C’est un élément important de mon univers, l’eau peut être aussi bien placide que tumultueuse, elle à la fois accueillante et dangereuse. C’est avec cette ambivalence que je construis ma musique et l’image qui en découle, avec cette idée de contraste, qu’une seule et même chose puisse en renfermer plusieurs. J’aime aussi jouer avec les sons et les textures d’eau qui viennent par petite touche dans ma musique.
Dans vos clips, l’eau est fortement présente mais aussi la terre, la roche, le vent, le feu même à travers la lumière dont vous exploitez les variations sur les paysages très sauvages qui sont filmés, comme le faisaient les impressionnistes. Tout cela confère à la fois une force tellurique et une douceur mélancolique à votre musique. Expérimenter à l’image la rencontre des éléments et les contrastes que cela génère est-il un prolongement de votre exploration musicale ?
Je ne réfléchis pas forcément à l’image quand je compose, souvent les idées me viennent après, j’attends que la musique influence directement l’image. L’image est au service de la musique dans ma démarche. Étant graphiste à la base, j’ai toujours eu ce besoin de lier les deux, j’ai par exemple une approche très minimalisme du graphisme alors que ma musique est parfois beaucoup plus chargée, toujours ce besoin presque inconscient d’associer des choses opposées. La musique électronique est souvent associée à la ville, à la technologie, à la foule, j’aime cette idée de la mettre en image avec la nature qui est à la fois douce et violente, lisse et rugueuse.
Votre univers est marqué par un retour aux sources sans rejet de la modernité, une modernité dont la peinture impressionniste était porteuse. Quel parallèle faites-vous entre la peinture et la musique, entre l’image et le son ? Nous avons évoqué la lumière précédemment que vous convoquez même dans les titres de certains morceaux (Diffraction, Lights). Voyez-vous un lien entre votre démarche musicale, très libre, et celle des peintres impressionnistes ?

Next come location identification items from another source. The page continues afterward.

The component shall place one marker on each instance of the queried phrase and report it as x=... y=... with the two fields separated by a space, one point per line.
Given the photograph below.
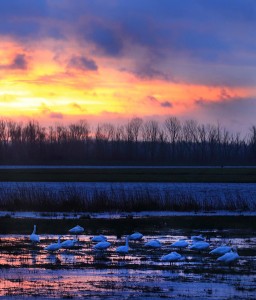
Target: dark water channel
x=30 y=271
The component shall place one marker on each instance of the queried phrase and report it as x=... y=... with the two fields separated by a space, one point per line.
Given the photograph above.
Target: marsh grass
x=74 y=199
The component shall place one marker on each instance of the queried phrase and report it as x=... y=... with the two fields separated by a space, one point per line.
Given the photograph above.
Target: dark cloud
x=154 y=100
x=77 y=106
x=56 y=115
x=82 y=63
x=166 y=104
x=236 y=108
x=19 y=62
x=192 y=41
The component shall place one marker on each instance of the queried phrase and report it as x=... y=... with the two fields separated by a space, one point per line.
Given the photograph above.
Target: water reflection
x=29 y=270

La lumière en effet est très importante, dans la peinture, comme dans la musique. Il n’y a pas d’ombre sans lumière et vice versa. J’essaye d’insuffler ces touches de contraste dans mes créations en faisant varier les intensités, de manière parfois brutale, le chaos n’a aucun intérêt pour moi s’il n’y a pas eu un moment calme avant.

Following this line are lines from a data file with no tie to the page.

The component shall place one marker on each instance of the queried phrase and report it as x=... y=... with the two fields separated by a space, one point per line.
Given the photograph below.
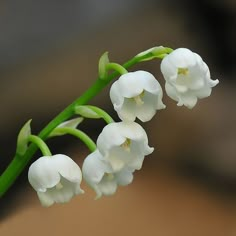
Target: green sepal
x=73 y=123
x=103 y=61
x=22 y=139
x=155 y=52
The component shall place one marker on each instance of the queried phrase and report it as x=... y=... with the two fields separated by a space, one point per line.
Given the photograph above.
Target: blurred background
x=48 y=56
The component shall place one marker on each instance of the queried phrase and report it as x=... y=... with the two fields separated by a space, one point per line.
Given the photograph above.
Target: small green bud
x=73 y=123
x=87 y=112
x=22 y=139
x=103 y=61
x=155 y=52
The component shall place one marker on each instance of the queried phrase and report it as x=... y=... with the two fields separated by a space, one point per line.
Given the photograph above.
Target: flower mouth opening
x=59 y=186
x=183 y=71
x=109 y=176
x=139 y=99
x=126 y=145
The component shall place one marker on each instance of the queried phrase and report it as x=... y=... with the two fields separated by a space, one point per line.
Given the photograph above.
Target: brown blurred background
x=48 y=56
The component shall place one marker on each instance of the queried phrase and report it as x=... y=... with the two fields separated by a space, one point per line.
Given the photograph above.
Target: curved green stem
x=116 y=67
x=81 y=135
x=19 y=162
x=40 y=144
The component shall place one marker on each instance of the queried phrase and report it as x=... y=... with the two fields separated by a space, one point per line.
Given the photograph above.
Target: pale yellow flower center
x=59 y=186
x=126 y=145
x=109 y=176
x=138 y=99
x=183 y=71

La modernité est une notion qui ne m’intéresse pas vraiment dans l’art en général, ce qui m’intéresse c’est l’intemporalité, et la peinture impressionniste, bien qu’issue d’un mouvement, une période passée, se révèle aujourd’hui comme hors du temps. En comparaison, le cubisme, qui est le mouvement qui vient chronologiquement juste après et qui contient également ce thème fort de la modernité, m’apparait beaucoup plus daté, ancré dans une période restreinte, même si je reconnais l’importance du mouvement. La peinture et la musique pour moi fonctionnent de la même manière, il y’a des périodes, des styles, des techniques. Ce que je cherche à faire en créant ma musique, c’est ne surtout pas rester coincé dans une période, une mode ou un style.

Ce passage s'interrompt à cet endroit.